Week 4 Homework
WG<-read.csv("C:/Users/kelse/OneDrive/Documents/Research Design Analysis/Files to Import/Winter_Grawunder_2012.csv", header=TRUE)
Question 1
a.
nrow(WG)
## [1] 84
ncol(WG)
## [1] 5
b.
table(WG$gender)
##
## F M
## 42 42
c.
# I didn't like the way that the data was being displayed before, it was way too (for lack of a better word) lumpy. So I am going to add breaks into my histogram so that I can visualize the data with more detail.
hist(WG$frequency[!is.na(WG$frequency)], main = "Distribution of Frequency", xlab = "Frequency", ylab = "Count", col = "lavender", breaks = 20, border = "lightblue", prob = TRUE)
# First I want to see what a normal curve will look like on the histogram.
x <- WG$frequency[!is.na(WG$frequency)]
curve(dnorm(x, mean = mean(x), sd = sd(x)), col = "orange", lwd = 2, add = TRUE)
# Then I am going to see what the density curve is for this dataset.
lines(density(WG$frequency[!is.na(WG$frequency)]), col = "purple", lwd = 2)

# The distribution peaks in two spots but it doesn't seem skewed far left or right, so I am not going to transform it.
Question 2
a.
boxplot(frequency ~ attitude, data = WG, main = "Frequency as a Function of Attitude", xlab = "Attitude", ylab = "Frequency", col = c("lightgreen", "lightpink"),names = c("Informal Speech", "Formal Speech"))

b.
WG_clean <- WG[!is.na(WG$frequency), ]
formal_speech <- WG_clean$frequency[WG_clean$attitude == "pol"]
informal_speech <- WG_clean$frequency[WG_clean$attitude == "inf"]
observed_diff <- mean(informal_speech) - mean(formal_speech)
set.seed(123)
n_iterations <- 1000
boot_diff <- numeric(n_iterations)
population <- c(formal_speech, informal_speech)
for (i in 1:n_iterations) {
sample_formal <- sample(population, length(formal_speech), replace = TRUE)
sample_informal <- sample(population, length(informal_speech), replace = TRUE)
boot_diff[i] <- mean(sample_informal) - mean(sample_formal)}
p_value <- mean(abs(boot_diff) >= abs(observed_diff))
observed_diff
## [1] 18.232
p_value
## [1] 0.207
c.
WG_clean <- WG[!is.na(WG$frequency), ]
formal_speech <- WG_clean$frequency[WG_clean$attitude == "pol"]
informal_speech <- WG_clean$frequency[WG_clean$attitude == "inf"]
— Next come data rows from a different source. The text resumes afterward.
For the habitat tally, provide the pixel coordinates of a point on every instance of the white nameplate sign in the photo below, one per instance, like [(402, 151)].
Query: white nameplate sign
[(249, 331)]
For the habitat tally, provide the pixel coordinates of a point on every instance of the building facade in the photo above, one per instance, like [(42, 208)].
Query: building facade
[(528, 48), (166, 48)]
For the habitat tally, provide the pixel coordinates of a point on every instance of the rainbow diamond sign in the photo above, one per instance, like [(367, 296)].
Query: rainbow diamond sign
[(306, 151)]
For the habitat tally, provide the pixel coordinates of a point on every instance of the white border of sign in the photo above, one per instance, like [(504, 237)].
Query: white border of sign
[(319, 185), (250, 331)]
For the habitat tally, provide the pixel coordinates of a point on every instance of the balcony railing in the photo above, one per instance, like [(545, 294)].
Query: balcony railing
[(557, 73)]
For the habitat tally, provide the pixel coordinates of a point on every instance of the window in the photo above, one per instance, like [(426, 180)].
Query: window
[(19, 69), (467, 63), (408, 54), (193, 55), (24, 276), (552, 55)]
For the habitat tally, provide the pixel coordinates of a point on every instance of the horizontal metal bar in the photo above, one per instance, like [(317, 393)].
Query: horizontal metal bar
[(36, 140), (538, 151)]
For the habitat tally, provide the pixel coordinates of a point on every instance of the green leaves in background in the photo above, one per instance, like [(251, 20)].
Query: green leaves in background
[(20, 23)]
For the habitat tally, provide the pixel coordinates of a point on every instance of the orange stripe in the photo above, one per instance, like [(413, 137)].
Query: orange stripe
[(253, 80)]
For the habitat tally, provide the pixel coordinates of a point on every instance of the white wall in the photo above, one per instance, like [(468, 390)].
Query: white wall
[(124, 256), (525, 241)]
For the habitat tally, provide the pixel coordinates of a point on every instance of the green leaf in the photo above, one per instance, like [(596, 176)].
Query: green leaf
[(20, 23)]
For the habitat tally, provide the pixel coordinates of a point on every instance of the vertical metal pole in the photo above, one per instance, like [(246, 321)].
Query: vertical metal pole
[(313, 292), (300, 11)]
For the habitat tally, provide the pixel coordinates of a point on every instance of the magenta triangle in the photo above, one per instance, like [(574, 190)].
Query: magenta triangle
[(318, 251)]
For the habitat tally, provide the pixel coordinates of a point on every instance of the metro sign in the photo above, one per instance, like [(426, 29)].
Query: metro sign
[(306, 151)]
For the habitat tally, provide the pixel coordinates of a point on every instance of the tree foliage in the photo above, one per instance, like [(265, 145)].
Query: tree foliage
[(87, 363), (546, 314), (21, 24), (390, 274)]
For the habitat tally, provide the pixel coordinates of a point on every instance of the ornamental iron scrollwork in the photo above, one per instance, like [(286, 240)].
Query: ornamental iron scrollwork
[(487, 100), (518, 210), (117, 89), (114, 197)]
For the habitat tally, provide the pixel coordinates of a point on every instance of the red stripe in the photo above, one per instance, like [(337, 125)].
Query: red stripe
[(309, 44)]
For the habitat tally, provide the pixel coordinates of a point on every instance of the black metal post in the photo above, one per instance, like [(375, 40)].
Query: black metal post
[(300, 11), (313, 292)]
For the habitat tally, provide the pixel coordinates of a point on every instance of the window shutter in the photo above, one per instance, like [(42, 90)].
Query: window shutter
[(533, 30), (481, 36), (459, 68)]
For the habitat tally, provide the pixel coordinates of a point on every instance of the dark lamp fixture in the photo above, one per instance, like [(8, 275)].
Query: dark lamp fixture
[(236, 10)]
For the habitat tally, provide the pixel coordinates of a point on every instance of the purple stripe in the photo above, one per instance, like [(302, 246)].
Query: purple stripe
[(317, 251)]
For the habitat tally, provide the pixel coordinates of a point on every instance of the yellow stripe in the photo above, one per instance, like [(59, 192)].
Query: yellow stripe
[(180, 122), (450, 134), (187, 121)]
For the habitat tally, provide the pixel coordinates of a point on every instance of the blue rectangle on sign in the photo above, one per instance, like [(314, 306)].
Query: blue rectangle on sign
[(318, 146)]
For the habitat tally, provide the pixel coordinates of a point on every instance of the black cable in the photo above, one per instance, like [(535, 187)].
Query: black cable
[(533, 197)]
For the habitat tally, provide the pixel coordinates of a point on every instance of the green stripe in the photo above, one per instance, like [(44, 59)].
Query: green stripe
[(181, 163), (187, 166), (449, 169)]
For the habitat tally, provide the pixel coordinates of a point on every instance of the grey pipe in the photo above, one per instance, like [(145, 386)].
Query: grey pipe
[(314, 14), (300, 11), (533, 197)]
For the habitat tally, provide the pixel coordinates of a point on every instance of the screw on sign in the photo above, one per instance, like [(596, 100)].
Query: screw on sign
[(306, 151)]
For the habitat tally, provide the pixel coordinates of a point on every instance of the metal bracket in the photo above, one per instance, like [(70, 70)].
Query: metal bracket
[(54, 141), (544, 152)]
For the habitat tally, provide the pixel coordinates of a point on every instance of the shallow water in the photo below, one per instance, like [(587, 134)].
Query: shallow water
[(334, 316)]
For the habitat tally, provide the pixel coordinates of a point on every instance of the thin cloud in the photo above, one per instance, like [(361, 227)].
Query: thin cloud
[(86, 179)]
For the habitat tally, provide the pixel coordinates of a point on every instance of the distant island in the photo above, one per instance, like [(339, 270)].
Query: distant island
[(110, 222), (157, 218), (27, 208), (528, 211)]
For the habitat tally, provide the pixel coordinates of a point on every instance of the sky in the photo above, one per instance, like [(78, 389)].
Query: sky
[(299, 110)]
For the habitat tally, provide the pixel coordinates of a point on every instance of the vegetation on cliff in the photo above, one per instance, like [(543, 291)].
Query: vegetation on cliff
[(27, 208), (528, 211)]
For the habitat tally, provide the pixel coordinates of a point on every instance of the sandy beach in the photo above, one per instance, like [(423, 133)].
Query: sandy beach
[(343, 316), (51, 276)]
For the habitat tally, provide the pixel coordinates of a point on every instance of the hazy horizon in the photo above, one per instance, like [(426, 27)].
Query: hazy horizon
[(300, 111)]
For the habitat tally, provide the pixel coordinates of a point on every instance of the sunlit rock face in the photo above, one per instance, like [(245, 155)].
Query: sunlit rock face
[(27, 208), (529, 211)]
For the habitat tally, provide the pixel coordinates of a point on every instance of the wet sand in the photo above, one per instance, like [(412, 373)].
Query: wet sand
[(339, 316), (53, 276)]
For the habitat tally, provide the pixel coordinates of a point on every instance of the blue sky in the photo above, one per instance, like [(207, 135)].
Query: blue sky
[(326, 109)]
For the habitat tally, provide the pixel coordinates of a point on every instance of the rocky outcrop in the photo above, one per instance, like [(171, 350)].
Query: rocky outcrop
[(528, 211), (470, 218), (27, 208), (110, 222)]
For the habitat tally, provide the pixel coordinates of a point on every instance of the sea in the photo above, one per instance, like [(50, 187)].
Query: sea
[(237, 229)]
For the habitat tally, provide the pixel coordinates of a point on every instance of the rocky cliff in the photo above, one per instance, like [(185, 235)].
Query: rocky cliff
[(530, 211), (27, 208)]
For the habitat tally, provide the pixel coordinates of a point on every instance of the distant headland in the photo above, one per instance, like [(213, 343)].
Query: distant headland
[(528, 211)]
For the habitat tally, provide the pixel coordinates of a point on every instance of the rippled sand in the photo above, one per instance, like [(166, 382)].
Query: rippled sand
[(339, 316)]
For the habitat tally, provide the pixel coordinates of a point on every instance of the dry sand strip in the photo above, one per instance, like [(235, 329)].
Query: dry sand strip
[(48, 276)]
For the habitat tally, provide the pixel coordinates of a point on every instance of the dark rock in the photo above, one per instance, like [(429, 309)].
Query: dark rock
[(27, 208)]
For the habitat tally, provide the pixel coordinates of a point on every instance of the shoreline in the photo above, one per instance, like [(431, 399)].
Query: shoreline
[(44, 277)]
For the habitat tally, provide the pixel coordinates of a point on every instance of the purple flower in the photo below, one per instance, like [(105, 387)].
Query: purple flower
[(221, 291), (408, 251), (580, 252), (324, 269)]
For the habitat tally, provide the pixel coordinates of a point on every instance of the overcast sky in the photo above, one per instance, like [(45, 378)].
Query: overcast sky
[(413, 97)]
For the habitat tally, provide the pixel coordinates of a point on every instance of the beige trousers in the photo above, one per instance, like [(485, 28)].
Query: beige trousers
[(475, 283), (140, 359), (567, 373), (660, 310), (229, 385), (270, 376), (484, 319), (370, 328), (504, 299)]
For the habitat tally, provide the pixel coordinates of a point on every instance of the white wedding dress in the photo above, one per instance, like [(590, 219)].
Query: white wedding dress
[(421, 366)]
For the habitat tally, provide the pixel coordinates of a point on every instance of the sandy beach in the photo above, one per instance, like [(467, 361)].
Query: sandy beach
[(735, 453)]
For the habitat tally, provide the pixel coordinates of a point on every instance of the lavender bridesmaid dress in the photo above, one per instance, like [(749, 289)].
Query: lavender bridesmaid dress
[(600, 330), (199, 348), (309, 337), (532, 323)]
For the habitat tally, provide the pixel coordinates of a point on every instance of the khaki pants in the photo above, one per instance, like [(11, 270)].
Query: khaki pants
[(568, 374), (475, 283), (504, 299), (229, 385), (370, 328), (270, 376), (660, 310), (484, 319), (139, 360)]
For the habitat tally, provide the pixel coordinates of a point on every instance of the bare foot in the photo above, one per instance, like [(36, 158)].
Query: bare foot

t_test_result <- t.test(formal_speech, informal_speech, alternative = "two.sided")
t_test_result
##
## Welch Two Sample t-test
##
## data: formal_speech and informal_speech
## t = -1.2726, df = 80.938, p-value = 0.2068
## alternative hypothesis: true difference in means is not equal to 0
## 95 percent confidence interval:
## -46.73684 10.27285
## sample estimates:
## mean of x mean of y
## 184.3561 202.5881
d.
# The p-values are very similar. Since the P-value is ~0.207, which is bigger than 0.05(α), there is not enough evidence to reject the null hypothesis that there is no difference in speech frequencies between formal and informal speech.
Question 3
a.
female_speech <- WG$frequency[WG$gender == "F"]
set.seed(123)
n_iterations <- 1000
bootstrap_means <- numeric(n_iterations)
for (i in 1:n_iterations) {
bootstrap_sample <- sample(female_speech, length(female_speech), replace = TRUE)
bootstrap_means[i] <- mean(bootstrap_sample)
}
lower_confidence_limit <- quantile(bootstrap_means, 0.025)
upper_confidence_limit <- quantile(bootstrap_means, 0.975)
lower_confidence_limit
## 2.5%
## 236.4693
upper_confidence_limit
## 97.5%
## 256.5326
b.
female_speech <- WG$frequency[WG$gender == "F"]
mean_female <- mean(female_speech)
sd_female <- sd(female_speech)
n_female <- length(female_speech)
standard_error <- sd_female / sqrt(n_female)
confidence_interval_margin <- qt(0.975, df = n_female - 1) * standard_error
lower_confidence_limit <- mean_female - confidence_interval_margin
upper_confidence_limit <- mean_female + confidence_interval_margin
lower_confidence_limit
## [1] 236.198
upper_confidence_limit
## [1] 257.7735
c.
# The confidence intervals are very similar to each other using both methods. I am not sure if the numbers need to be more precisely aligned, but they seem extremely close to one another using each method.
d.
# It says that your idea that the mean female frequency is 260 probably isn't true because it isn't within the ~236 - 257 range that either of the methods gave me. I think this means that the mean female frequency would be a little bit lower and fall into that confidence interval range.